Ma quella di oggi, per Marchionne, è una giornata speciale. Il top manager, divenuto da un anno a questa parte una sorta di pendolare transoceanico, si presenterà davanti ai giornalisti di tutto il mondo e al cospetto delle autorità americane come padrone di una delle più importanti realtà industriali del Paese. L’Auto Show di Detroit, che il 16 gennaio aprirà i battenti al pubblico, rappresenta infatti la prima vetrina pubblica della nuova Chrysler sotto l’egida Fiat. Proprio come il presidente Barack Obama chiedeva lo scorso anno nel momento in cui, davanti al Congresso, non solo accettava ufficialmente la proposta di matrimonio per la Chrysler arrivata da Torino, ma indicava chiaramente in Marchionne l’unica persona in grado di poter compiere il miracolo: salvarla. Un vero Oscar consegnato in anticipo al top manager e un incredibile spot direttamente dalla Casa Bianca a favore del gruppo Fiat e del «made in Italy». Ma a stupire ancora di più esperti e analisti, è stato il modo con il quale l’italiano Marchionne ha conquistato la Chrysler e ha fatto breccia nel cuore «verde» di Obama. Per il graduale assorbimento della più piccola delle ex Big Three, infatti, la Fiat non sborserà un dollaro. Un vero colpo di genio. La crescita della partecipazione, dal 20% attuale al 35% previsto, avverrà in concomitanza con il raggiungimento di determinati obiettivi: un 5% scatterà all’avvio della produzione del motore «Fire», di matrice Fiat, nel Michigan; un ulteriore 5% sarà invece correlato alla realizzazione del primo veicolo frutto dell’alleanza; mentre il successivo 5% è legato all’inizio delle vendite dei modelli Chrysler fuori dai mercati nordamericani.
Marchionne, comunque, già con il 20% della Chrysler è in questo momento il padrone dell’azienda per due buoni motivi: il top manager gode della fiducia incondizionata del presidente Obama e del Veba, il fondo previdenziale che detiene la quota maggiore del gruppo. E questo è un particolare da non sottovalutare, visto che in casa General Motors è il Tesoro a ricoprire il ruolo di primo azionista in virtù dei finanziamenti che hanno permesso all’ex costruttore numero uno nel mondo di evitare di sparire dalla faccia della terra, con conseguenze inimmaginabili per l’economia di Washington.

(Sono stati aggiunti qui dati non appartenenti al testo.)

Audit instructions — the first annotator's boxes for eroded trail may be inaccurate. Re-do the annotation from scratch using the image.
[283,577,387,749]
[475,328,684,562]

La differenza, non tanto sottile, tra le due situazioni, al di là dell’importo inferiore che la Chrysler dove restituire al Tesoro (6 miliardi di dollari), ha una valenza soprattutto nell’impatto con la popolazione: sono i contribuenti Usa, attraverso il Tesoro nel ruolo di primo azionista, a finanziare il questo momento la Gm; alla Chrysler, invece, questa parte viene recitata dal fondo previdenziale dei dipendenti, gli stessi che Marchionne ha saputo conquistare nonostante gli inevitabili tagli e sacrifici richiesti.
Non è un caso, poi, che anche negli Stati Uniti il nome di Marchionne venga abbinato a situazioni di crisi che richiedono un intervento deciso e a colpo sicuro. Si pensava a lui, mesi fa, come successore ideale di Rick Wagoner al vertice della Gm, e ancora oggi si legge sui giornali che questo o quel gruppo «è alla ricerca del suo Marchionne». «Questo italiano - commentavano nei giorni scorsi alcuni concessionari Usa, ricordando la presentazione del piano di rilancio Chrysler dello scorso novembre - è l’unico top manager che guarda più ai fatti che ai flash e alle telecamere».
Ammainata senza alcun rimpianto la bandiera tedesca della Daimler, oggi sullo stand del gruppo Chrysler il pennone vedrà sventolare anche il tricolore.

E accanto alle Chrysler, alle Jeep e alle Dodge, ci saranno una Fiat 500 elettrica, una Delta «americanizzata» e, come ciliegina, una Maserati GranCabrio insieme alla Ferrari più estrema di tutte, la 599XX. Da oggi Detroit è più italiana, insomma.